Run below command to install Laravel Horizon via composer.

composer require laravel/horizon
php artisan vendor:publish --provider="Laravel\Horizon\HorizonServiceProvider"

 

Look at the config/horizon.php file. At the bottom of horizon.php. The environment key must match the APP_ENV variable in your .env.

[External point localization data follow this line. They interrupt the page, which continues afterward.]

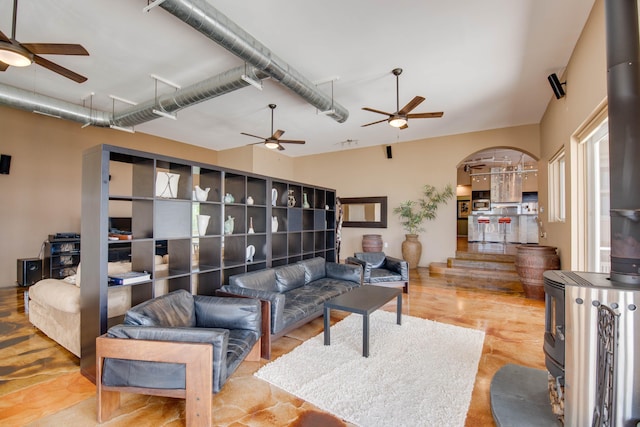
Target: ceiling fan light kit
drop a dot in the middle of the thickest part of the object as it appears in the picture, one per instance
(400, 119)
(398, 122)
(274, 140)
(14, 55)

For example, I have APP_ENV=local, so your application should use the local settings. I changed my local settings as like below:

'local' => [
      'supervisor-1' => [
          'connection' => 'redis',
          'queue' => ['email'],
          'balance' => 'auto',
          'processes' => 6,
          'tries' => 3,
    ],
],

 

There are three balance options. They are simple, auto and false. Simple splits jobs evenly between queue worker processes. Auto adjusts the number of worker processes depending on which queue is the biggest. False will not balance queues; whichever queue a job is dispatched to will run the job.

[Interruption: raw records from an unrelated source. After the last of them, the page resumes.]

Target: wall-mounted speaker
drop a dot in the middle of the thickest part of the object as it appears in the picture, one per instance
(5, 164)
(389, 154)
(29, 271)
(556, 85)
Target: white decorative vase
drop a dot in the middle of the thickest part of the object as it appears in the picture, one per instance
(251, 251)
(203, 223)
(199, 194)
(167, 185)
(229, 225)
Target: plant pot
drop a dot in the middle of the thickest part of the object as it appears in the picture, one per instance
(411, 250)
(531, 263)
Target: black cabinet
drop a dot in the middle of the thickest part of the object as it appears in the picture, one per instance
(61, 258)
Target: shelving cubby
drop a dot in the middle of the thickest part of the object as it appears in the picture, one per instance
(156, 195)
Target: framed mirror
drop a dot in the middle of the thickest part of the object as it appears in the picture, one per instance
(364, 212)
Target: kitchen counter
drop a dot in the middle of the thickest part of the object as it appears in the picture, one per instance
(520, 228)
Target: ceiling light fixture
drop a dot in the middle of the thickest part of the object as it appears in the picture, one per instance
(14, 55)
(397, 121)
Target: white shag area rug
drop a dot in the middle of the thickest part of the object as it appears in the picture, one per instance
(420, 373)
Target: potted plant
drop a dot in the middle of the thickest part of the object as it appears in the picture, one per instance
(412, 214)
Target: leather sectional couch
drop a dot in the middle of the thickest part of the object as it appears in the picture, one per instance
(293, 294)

Let’s be specific about the way we dispatch to our queues. Update MailController to look like this:

app/Http/Controllers/MailController.php

namespace App\Http\Controllers;

use Illuminate\Http\Request;

use Illuminate\Support\Facades\Mail;
use App\Jobs\SendOrderEmail;
use App\Order;
use Log;

class MailController extends Controller
{
    public function index() {

        for ($i=0; $i<20; $i++) { 

        $order = Order::findOrFail( rand(1,50) ); 
          SendOrderEmail::dispatch($order)->onQueue('email');
            
        }

        return 'Dispatched orders';
    }
}

 

Let’s go and start working the queue, but instead of using queue:work we have to use:

php artisan horizon

Now we can finally test our rate-limiting code by visiting http://localhost.8000/test. This will instantly queue up 20 emails. 

 

Step 11 : Horizon Dashboard

To work with horizon you must ensure that your queue connection is set to redis in your queue configuration file.

 

Horizon gives us a dashboard for monitoring our queue jobs. Now open this AppServiceProvider.php and paste this below code to open horizon dashboard. 

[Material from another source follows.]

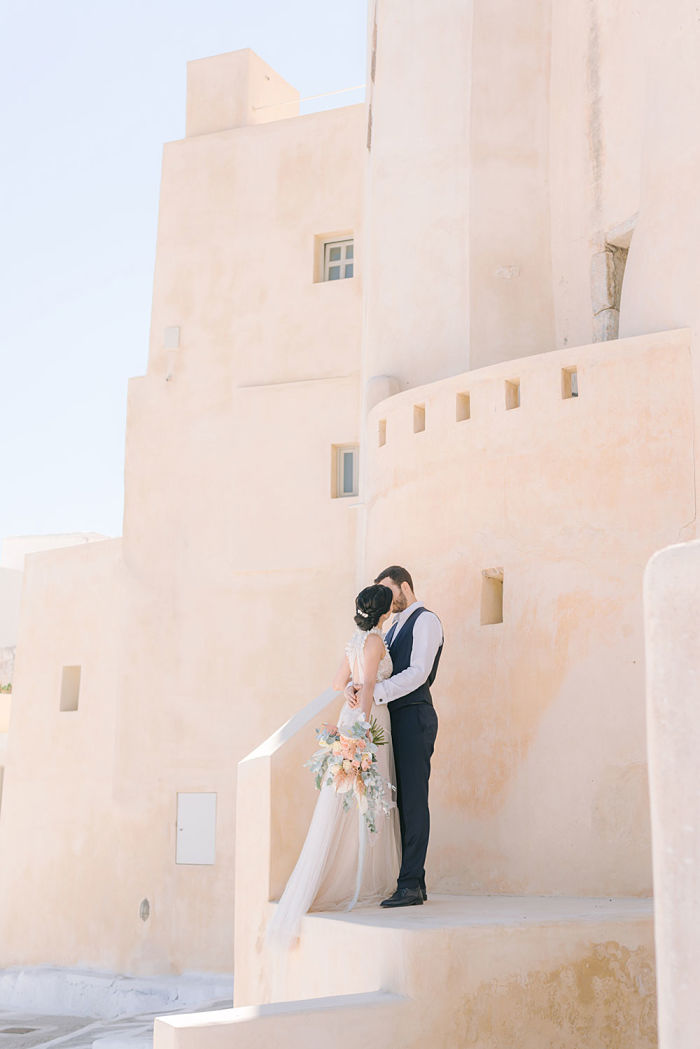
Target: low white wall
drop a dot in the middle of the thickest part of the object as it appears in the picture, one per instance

app/Providers/AppServiceProvider.php

namespace App\Providers;

use Illuminate\Support\ServiceProvider;
use Laravel\Horizon\Horizon;

class AppServiceProvider extends ServiceProvider
{
    public function boot()
    {
        Horizon::auth(function ($request) {
            // Always show admin if local development
            if (env('APP_ENV') == 'local') {
                return true;
            }
        });
    }

    public function register()
    {
        //
    }
}

 

This allows us to access our horizon dashboard when your APP_ENV is set to local. Make sure php artisan horizon is running in your terminal. Now navigate to http://localhost:8000/horizon. Then you will see the below output.

laravel-horizon-admin

 

If you refresh http://localhost:8000/test and watch the http://queues.test/horizon/dashboard page, you should see the number of jobs on the two queues jump way up.

Now you can monitor every job from this horizon dashboard. Finally our Laravel queues with database and redis connection, and monitoring queue job with Horizon is over. Hope you will enjoy it.